Strategy is not the plan; it is the thinking behind the plan.
It follows that, if patterns exist, they have an inductive aspect to them. Inductive reasoning of pattern progression can be a powerful analytical tool, but it is not enough to effect a brake through. In another curious analogy to pure software development, he says, "...as strategy is implemented it must allow for emergent properties."
Formal change control is an important discipline if the product is to fruit. Agile development needs agility strategy, if you will excuse the methodological pun.
Mr. Kelly provides a basic survey of funding start-ups. Ye who dance with Venture Capitalists best learn the steps before the music begins. If you play Faust, you better know how high you will be made to jump at each round of VC funding.
Next comes an extended discussion about classes or categories of products, and of how they live in the marketplace. He moves away from strictly software companies, and for good reason. Lifecycle patterns are easier to see when software people are not just looking in their own yard.
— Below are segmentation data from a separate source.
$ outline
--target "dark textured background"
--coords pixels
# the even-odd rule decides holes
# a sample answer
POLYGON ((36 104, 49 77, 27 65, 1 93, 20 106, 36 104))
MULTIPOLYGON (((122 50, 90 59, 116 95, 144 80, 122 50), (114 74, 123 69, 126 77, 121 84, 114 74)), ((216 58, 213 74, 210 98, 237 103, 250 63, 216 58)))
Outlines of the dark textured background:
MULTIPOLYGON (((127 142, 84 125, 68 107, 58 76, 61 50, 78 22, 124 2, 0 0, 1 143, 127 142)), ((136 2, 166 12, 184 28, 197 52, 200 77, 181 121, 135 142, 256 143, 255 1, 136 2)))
Better to get out and see that product types, their characteristics and attributes, without the unintentional distraction caused by the familiar. Mr. Kelly is a superior pattern analyst and a superior strategist.
Surely as night follows day, marketing follows product in the developmental context (as opposed to the mature company). Thusly are going concerns built from start-up software companies. To move from a generic, or core product to an optimized company that grows nicely, there are more aspects to the grand strategy, or, as he names it, "the whole product".
Sound like quite a lot for one book, and one that is but 300 pages. We have come a long way, yet something is missing. The customer has gone missing.
Just as in product strategy, where he is loudly against the temptation to divert vital company energy into engineering one-offs, so he is likewise bold with customer focus:
ASSUME ALL CUSTOMERS ARE SIMILAR
It is not that you are not customer oriented, but that your product management does not dilute itself over functionality not common to your target customers. Get to market with your product and learn how to improve while growing over time.
Once you are in the marketplace, it is time to consider distribution models, which inturn shape sales strategy. He favors account management by pairs of business with technical.
Only in the final third does he tackle the tricky world of services - hard to manage; hard to track - and the hardest to sustain. The bankruptcy courts are strewn with the charred corpses of successful product companies that let this tail wag the dog and ruin the purse.
Finally, he returns to his opening theme, pattern, for a summary yet philosophical discussion. Again, he turns to his architect mentor, Christopher Alexander. His "The Nature of Order" is a worthwhile study for the ambitious reader.
This book is for all sorts of technology people, from those in start-ups to those wanting a make-over, from skunk-works to seasoned developers. For a senior manager, save money on consulting fees. This book is a guard against their invasive capture of your vision and your money, and a good companion to your strategic planning.
This book is a good guide for managers at all levels, whether writing a business plan or developing staff. Use this book to plan your year as a small part of your staff meetings. Assign chapters or sections, perhaps on a monthly schedule, or at least a quarterly one. They make for good team working sessions. Align and conquer.